While treatment-predicted risk interaction can best be assessed on a continuous scale [
38], discretization of the predicted risks into two or more ordinal categories becomes essential if we want to use the underlying risk prediction model to guide the selection of therapy. By deriving the cutoff of 0.16 from the treatment effect pattern observed in a STEPP, we were still able to make effective use of the discriminative power of a continuous prognostic index in our quest for an efficient reimbursement policy. This does not hold when applying conventional subgroup analysis based on a single prognostic covariate as we did as part of our previous economic evaluation in this patient population [
22]. When quantifying the net benefit gains of one over the other stratification basis, the subgroup strategy proposed in this study was found to outperform the previous one with an average gain in NMB of €1174 (95% CI €− 1146 to €3284).

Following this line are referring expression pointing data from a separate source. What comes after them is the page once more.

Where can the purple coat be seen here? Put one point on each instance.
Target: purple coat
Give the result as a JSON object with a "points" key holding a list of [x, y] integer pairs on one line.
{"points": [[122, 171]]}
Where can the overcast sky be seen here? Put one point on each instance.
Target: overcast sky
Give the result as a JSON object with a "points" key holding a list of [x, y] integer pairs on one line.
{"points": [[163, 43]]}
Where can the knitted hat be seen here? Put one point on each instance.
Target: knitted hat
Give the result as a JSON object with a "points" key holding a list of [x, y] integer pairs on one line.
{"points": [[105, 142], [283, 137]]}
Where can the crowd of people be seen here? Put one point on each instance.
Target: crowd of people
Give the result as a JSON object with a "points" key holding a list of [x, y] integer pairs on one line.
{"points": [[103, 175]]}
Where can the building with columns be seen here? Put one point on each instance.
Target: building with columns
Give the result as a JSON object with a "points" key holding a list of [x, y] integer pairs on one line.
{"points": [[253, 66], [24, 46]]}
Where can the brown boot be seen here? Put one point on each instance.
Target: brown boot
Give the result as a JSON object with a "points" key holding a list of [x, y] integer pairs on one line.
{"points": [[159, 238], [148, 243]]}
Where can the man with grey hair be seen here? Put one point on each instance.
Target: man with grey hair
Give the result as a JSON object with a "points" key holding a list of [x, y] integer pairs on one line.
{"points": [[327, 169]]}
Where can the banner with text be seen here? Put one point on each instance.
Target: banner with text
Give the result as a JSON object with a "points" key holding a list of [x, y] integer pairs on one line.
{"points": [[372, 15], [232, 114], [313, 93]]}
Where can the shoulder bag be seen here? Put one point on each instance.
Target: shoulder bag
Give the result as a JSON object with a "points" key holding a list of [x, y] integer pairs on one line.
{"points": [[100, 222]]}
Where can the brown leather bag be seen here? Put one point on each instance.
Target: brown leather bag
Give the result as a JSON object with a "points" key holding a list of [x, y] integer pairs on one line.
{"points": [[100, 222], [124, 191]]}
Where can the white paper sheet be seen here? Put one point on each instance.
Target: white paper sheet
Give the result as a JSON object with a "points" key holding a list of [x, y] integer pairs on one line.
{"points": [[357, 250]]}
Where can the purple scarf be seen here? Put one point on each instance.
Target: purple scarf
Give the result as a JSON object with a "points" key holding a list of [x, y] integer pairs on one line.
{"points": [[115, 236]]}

A limitation of this study is that the cutoff of 0.16 may be specific for the data analyzed in this paper. It was selected by taking into account the pattern of treatment–risk interaction in a single clinical trial. Future research is thus required to determine to what extent this cutoff can also serve as a suitable stratification basis for other studies. Secondly, rather than using an external model (i.e., a risk prediction model developed on another dataset), we used an internally developed risk prediction model to assess the treatment effect across different subpopulations of predicted risk. The validity of this approach was recently assessed by Burke et al. [
34], who concluded that “appropriately developed internal models produce relatively unbiased estimates of treatment effect across the spectrum of risk”. In addition, these authors also found that “when estimating treatment effect, internally developed risk models using both treatment arms should, in general, be preferred to models developed on the control population”. As all treatment groups of COACH were included in the development of the COACH risk prediction model, this is exactly the strategy that we have followed in the current paper. Thirdly, because we selected the difference in NMB as the measure of treatment benefit, our results are conditional on the value assumed for the willingness-to-pay threshold. As a first paper to introduce the application of our proposed approach, we only selected a single threshold. For actual decision-making purposes, it would however be recommended to perform sensitivity analysis and repeat the approach for different values of the willingness-to-pay threshold to make sure that the risk-stratified treatment recommendation is robust with respect to the selected threshold value. Another limitation of this study is that the time horizon for the economic evaluation was restricted to the 18-month follow-up period of the COACH study, meaning that cost differences and survival benefits are likely to be underestimated. In future applications of our proposed method, one could therefore consider extrapolating the patient-level cost and survival estimates beyond the range of the trial data by applying more advanced statistical modeling techniques, such as the multi-state modeling approach proposed by Cao et al. [
39]. Finally, heterogeneity in individual patient preferences was not considered in our analysis, although it was suggested as being an important factor when developing personalized treatment recommendations [
5].
To conclude, the emerging role of health economics in personalized medicine has recently been recognized and is actively discussed [
40‐
45]. To assess how personalized medicine may maximize the net benefits, it is crucial to develop a risk-stratified treatment recommendation [
46] to ensure subgroup cost-effectiveness analysis. Recently, value of information analysis was adapted to develop stratified treatment recommendations that maximize net health benefit or NMB [
9,
10]. This technique may be useful when a model-based economic evaluation is conducted. Our proposed approach based on STEPP enables the development of stratified treatment recommendations when the economic evaluation is conducted alongside a clinical trial.